Many lawyers and self-represented litigants do not understand the standards under the Arizona Rules of Evidence (if properly invoked) or Arizona Rule of Family Law Procedure 2. Thus, many objections are not well made. As the trier of fact, I know what evidence is relevant and will not consider irrelevant evidence. I'm not necessarily giving weight to evidence simply because I admit it.  
Because most hearings are typically short and litigants have limited time to present their case, I often will overrule objections to leading questions on direct examination. Nonetheless, testimony by leading questions generally is not as persuasive as narrative testimony.  
Joint Pretrial Statements.  
When a matter involves lawyers on both sides, I expect those lawyers to prepare a joint pretrial statement by the deadline set in the scheduling order. The lawyers must work together professionally to complete this document, and they must timely exchange exhibits in advance. It is not sufficient to disclose a document at some point during the case; rather, a party must specifically identify that a document is a trial exhibit by the deadline set in the scheduling order.  
When identifying exhibits, don't use generic descriptions like "emails" or "school records." Be specific, such as:  
1. Email chain between Petitioner and Respondent from 12/01/2013 through 12/05/2013.  
2. Email from J. Doe to A. Smith 01/05/2014, 8:52 a.m.  
3. Child's Academic Progress Records from XYZ School for fall 2013 and spring 2014 semesters.  
4. Child's medical records from XYZ Pediatric Center dated 03/05/2015, 04/29/2015, and 06/05/2015.
Trial Practice and Procedure Trial Practice and Protocol.  

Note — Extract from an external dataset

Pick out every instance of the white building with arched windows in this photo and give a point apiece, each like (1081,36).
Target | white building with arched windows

The Court manages time estimates. When we set trials, I reserve a certain amount of time for preliminary matters, my questions, and possibly time for ruling from the bench, before dividing the remaining time equally between the parties. For example, each party typically receives 25 minutes in a one-hour hearing, leaving me about 10 minutes for questions, etc.  

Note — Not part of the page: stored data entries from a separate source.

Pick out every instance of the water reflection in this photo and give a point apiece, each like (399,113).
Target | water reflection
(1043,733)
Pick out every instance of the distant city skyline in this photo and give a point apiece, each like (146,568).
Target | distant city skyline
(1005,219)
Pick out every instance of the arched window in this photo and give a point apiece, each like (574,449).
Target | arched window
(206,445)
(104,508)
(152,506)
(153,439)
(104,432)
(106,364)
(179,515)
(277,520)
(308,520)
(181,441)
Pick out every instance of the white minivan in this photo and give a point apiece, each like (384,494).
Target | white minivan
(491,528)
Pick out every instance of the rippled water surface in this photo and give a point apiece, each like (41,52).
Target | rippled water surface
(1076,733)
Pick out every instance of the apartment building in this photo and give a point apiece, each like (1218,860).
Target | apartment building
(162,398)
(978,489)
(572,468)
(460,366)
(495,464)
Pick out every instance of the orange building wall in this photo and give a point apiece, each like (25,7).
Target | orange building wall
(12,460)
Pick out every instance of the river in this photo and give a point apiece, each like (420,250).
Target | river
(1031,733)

I use a timer to keep track of time limitations. The timer runs through openings, examination, and closings. I typically will stop the timer if I am asking a question of the party so I don't affect that party's time. I try my best to apprise you of how much time remains, but please don't count on my doing so.  
When your presentation follows the statutorily-prescribed factors, I am able to rule on the issue more quickly. For example, presenting evidence in a legal decision-making/parenting time dispute in the order of the factors in A.R.S. secs. 25-403 and 403.01 is very helpful. Transitional statements also assist the Court. For example, you might say to witness, "Turning your attention to factor number 4, please describe the child's adjustment to home, school, and community." Once the witness has testified to the factors in the statutes, have the witness address any other facts that you believe are relevant to the issue. Similarly, if relocation is an issue, present evidence that addresses the factors in A.R.S. sec. 25-408 in order. Likewise, if spousal maintenance is an issue, first present evidence as to the factors in A.R.S. sec. 25-319(A) and then the factors in A.R.S. sec. 25-319(B), directing me to each of those factors as you proceed.

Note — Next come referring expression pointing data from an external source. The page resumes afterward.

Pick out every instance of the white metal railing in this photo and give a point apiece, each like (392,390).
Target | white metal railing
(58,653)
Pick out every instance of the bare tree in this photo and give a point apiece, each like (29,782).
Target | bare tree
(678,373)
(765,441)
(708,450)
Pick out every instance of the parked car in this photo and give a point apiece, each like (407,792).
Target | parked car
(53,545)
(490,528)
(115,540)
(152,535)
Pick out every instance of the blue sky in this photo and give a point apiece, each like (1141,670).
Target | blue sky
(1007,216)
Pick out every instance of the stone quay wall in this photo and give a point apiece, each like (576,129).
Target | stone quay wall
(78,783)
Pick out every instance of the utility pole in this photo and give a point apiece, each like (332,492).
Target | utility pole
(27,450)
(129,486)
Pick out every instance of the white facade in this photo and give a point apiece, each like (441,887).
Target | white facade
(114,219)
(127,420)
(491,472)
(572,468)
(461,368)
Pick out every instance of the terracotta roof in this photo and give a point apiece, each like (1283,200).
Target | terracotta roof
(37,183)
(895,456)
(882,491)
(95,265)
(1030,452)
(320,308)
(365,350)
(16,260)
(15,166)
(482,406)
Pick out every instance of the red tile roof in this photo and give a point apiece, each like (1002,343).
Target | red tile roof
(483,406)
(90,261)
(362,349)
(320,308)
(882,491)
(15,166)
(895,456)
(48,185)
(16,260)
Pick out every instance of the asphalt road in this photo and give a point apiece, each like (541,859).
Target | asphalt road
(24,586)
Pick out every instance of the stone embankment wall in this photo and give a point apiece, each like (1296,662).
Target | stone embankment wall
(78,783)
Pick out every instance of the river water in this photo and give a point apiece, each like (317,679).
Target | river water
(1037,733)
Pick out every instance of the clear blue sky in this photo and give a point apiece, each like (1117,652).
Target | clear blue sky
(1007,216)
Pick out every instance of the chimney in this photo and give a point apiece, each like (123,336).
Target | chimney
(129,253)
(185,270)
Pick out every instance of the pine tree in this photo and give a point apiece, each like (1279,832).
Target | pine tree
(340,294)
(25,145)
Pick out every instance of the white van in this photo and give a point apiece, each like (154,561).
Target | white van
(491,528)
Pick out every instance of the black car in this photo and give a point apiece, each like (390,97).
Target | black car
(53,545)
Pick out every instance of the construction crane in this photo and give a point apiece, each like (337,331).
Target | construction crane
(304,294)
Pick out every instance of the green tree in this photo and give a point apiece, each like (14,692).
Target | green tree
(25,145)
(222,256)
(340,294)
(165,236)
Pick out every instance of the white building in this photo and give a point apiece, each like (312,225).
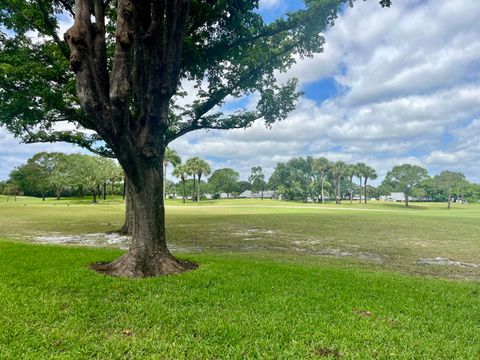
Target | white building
(267,194)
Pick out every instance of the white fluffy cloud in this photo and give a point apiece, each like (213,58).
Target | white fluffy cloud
(408,80)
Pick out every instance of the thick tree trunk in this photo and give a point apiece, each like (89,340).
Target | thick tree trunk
(148,254)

Courtroom Etiquette Silence all electronic devices before entering the courtroom. During evidentiary hearings, parties and witnesses must turn off phones.  
We record the proceedings electronically. Counsel should stand when stating their appearance. I prefer that parties and counsel remain seated at the counsel table when questioning witnesses(rather than standing up at counsel table) because of microphone locations. If counsel (or unrepresented parties) prefer to stand when addressing the Court or a witness, I ask that they use the podium (if one is available). To ensure a good record, please remember to speak into the microphone.  
Counsel should ask (once per witness) for permission to approach a witness or the other party to hand him/her exhibits, etc.